Primary Risk Drivers
Below is a snapshot of domains that materially influence the MARA Rating.
Clinical effectiveness
The evidence indicates that nivolumab plus ipilimumab significantly improves progression-free survival compared to chemotherapy, with a 12-month progression-free survival rate of 78.7% versus 20.6% for chemotherapy. This demonstrates a clear clinical advantage, although the overall survival data is still maturing and carries some uncertainty.
Cost effectiveness
The cost-effectiveness estimates for nivolumab plus ipilimumab are within NICE’s acceptable range, with an ICER below £25,000 per QALY gained, indicating it is clearly cost-effective under common thresholds.
Quality of life
While specific HRQoL data is not extensively detailed, the committee noted that immunotherapies like nivolumab plus ipilimumab are generally better tolerated than chemotherapy, which suggests a moderate improvement in quality of life for patients.
Supporting Domains
Safety and Adverse Effects
The treatment has a very good safety profile, with mostly mild or moderate adverse events reported. The committee noted that immunotherapies are generally better tolerated than chemotherapy, which supports this rating.
Comparator Selection
Nivolumab plus ipilimumab was compared against appropriate standard-of-care treatments, including chemotherapy and pembrolizumab, which are relevant comparators for the target population.

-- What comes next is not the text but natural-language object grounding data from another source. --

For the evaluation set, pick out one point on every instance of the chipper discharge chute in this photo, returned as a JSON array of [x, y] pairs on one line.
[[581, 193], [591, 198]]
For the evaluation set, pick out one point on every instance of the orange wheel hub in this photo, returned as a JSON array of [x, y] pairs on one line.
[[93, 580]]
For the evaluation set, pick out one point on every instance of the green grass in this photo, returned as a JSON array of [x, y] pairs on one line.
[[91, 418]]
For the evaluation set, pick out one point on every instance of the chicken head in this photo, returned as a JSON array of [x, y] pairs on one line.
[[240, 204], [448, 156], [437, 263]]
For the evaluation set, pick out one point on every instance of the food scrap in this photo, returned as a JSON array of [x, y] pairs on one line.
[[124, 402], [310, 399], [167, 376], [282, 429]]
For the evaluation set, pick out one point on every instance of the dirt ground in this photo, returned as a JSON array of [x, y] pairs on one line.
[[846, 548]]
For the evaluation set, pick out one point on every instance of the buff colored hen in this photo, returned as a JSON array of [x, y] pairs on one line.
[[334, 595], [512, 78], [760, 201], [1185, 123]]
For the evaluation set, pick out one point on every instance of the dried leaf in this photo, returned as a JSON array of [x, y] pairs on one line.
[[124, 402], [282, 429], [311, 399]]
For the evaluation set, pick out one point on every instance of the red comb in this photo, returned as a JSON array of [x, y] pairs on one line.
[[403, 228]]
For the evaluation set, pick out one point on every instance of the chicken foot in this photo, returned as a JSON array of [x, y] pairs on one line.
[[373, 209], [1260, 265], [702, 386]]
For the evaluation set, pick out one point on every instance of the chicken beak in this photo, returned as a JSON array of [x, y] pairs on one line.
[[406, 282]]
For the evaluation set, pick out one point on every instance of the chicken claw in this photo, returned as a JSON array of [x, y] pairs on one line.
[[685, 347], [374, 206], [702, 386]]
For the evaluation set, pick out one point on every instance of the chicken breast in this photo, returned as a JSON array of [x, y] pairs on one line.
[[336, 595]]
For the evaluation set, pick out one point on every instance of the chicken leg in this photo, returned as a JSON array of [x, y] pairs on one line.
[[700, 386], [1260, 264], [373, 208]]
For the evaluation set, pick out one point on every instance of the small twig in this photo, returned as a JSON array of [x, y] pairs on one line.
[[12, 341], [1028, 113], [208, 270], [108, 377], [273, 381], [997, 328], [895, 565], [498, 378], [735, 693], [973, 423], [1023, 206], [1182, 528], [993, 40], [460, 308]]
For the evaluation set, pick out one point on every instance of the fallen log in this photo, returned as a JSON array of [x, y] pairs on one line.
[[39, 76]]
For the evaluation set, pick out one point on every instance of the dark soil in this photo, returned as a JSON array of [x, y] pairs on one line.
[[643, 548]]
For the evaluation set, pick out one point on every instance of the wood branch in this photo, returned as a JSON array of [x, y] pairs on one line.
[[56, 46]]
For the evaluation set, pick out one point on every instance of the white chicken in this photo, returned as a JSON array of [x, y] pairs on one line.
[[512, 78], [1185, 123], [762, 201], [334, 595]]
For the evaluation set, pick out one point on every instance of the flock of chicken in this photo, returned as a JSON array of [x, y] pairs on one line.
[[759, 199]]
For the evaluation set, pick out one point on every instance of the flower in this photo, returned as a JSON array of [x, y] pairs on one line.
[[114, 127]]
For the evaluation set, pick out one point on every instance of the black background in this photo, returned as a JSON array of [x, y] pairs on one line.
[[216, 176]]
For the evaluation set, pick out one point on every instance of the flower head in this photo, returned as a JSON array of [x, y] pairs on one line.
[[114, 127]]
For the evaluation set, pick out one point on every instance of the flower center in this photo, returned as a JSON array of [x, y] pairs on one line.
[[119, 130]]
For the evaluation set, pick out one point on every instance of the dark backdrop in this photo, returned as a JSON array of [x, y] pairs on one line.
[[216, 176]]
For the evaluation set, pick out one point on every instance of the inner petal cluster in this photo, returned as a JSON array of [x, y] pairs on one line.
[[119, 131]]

Patient Population and Subgroups
The trial population is representative of the intended patient population with dMMR or MSI-H unresectable or metastatic colorectal cancer, although there are some limitations in subgroup analyses.
Care Pathway Integration
The treatment can be integrated into existing care pathways with minor adjustments, as it aligns with current clinical practices for treating colorectal cancer.
Resource Use and Cost Implications
The resource use estimates are manageable and align with Healthcare planning, indicating a notable but justifiable cost burden with proportional benefits.
Evidence Quality and Robustness
The evidence is based on robust clinical trials, including a phase 3 RCT, although there are some uncertainties regarding the overall survival data due to its immaturity.
Uncertainty, Sensitivity, and Broader Impacts
While there are uncertainties regarding long-term outcomes and the treatment effect compared to pembrolizumab, the context of unmet need and potential for improved outcomes supports a moderate rating.